The collaboration: R&D built the ADR-driven skill matching pipeline using ESCO and O*NET as foundational knowledge, with AI models handling the semantic matching between candidates' free-text descriptions and structured skill frameworks. Product designed the transparent matching interface that shows recruiters exactly which skills were identified, how they map to the role requirements, and where gaps exist. Together, we created a feature that's both technically sophisticated and genuinely useful.
This kind of deep collaboration—where R&D's technical knowledge and Product's customer insight continuously inform each other—is what separates AI features that deliver value from AI features that just demonstrate capability.
Unit Economics and Sustainable Scaling
Here's a trap that catches many organisations: your AI feature succeeds, adoption grows, and your infrastructure costs grow faster than your revenue. Successful AI adoption can be economically unsustainable if you haven't planned for the unit economics of scale.
The scaling cost challenge:
AI features often have variable costs that scale with usage—more users means more inference requests, more tokens processed, more infrastructure consumed.
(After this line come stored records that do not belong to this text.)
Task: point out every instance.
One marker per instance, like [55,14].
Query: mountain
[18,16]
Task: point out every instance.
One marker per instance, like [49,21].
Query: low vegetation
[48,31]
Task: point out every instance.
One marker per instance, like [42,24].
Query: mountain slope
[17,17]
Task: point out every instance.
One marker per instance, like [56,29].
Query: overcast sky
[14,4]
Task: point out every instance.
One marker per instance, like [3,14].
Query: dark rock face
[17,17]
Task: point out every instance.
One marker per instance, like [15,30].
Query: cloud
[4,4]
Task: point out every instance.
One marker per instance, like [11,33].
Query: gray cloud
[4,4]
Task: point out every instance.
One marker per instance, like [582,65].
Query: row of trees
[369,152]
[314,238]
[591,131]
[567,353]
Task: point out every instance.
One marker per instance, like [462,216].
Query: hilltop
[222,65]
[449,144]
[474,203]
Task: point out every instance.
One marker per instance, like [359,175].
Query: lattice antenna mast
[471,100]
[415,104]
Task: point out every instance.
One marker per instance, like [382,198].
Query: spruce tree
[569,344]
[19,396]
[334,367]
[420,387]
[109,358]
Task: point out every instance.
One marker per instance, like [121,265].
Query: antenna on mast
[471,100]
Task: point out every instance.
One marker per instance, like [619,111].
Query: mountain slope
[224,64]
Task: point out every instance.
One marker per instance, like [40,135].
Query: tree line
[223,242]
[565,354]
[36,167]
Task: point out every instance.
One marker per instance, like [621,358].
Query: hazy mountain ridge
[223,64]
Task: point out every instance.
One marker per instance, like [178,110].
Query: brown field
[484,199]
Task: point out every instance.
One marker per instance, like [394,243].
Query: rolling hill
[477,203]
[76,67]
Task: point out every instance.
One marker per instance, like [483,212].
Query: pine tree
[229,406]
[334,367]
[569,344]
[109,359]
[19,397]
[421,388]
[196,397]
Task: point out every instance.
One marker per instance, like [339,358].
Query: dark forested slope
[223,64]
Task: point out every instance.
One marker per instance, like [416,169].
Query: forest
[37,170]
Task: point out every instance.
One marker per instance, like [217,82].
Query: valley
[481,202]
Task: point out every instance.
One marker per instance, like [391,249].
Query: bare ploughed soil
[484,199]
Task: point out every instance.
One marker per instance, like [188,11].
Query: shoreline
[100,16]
Unlike traditional software where marginal cost per user is near zero, AI features can have meaningful marginal costs that compound as adoption grows.
How we manage this:
- Cost per interaction budgets: Every AI feature has a target cost per user interaction. If costs exceed this target, we investigate optimisation opportunities before scaling further.
- Tiered model strategies: Not every user interaction needs a frontier model. We route requests based on complexity, using cost-effective models for straightforward tasks and reserving premium models for complex ones.
- Value-based prioritisation: Features that deliver measurable business value justify higher infrastructure costs. Features with uncertain value get tighter cost constraints until value is demonstrated.
- Proactive capacity planning: We model infrastructure costs at 2x, 5x, and 10x current usage to understand the cost curve before scaling into it.
The conversation about unit economics needs to happen early—during roadmap planning, not after launch. R&D brings the cost modelling expertise; Product brings the revenue and value context. Together, you can ensure that features you're investing in are economically viable at the scale you're planning for.
Conclusion: Partnership as Strategy
The partnership between R&D and Product isn't a process improvement—it's a strategic capability. In a world where most organisations struggle to move AI beyond pilots, the ability to consistently deliver AI features that solve real customer problems at sustainable economics is a genuine competitive advantage.
This capability doesn't come from better models or more engineers. It comes from alignment: shared understanding of what success looks like, honest assessment of what's technically feasible, disciplined prioritisation based on business value, and continuous communication between the people who understand the technology and the people who understand the customer.
If you're an R&D leader building AI products, invest as much in your relationship with Product as you invest in your technical architecture. Build shared frameworks for decision-making. Create forums for honest conversation about uncertainty and risk. And remember that the goal isn't to build impressive AI—it's to build AI that makes your customers' lives better.
The roadmap that matters isn't the one with the most AI features. It's the one where every AI feature was built because a customer needed it, validated because the data supported it, and scaled because the economics sustained it. That roadmap only exists when R&D and Product build it together.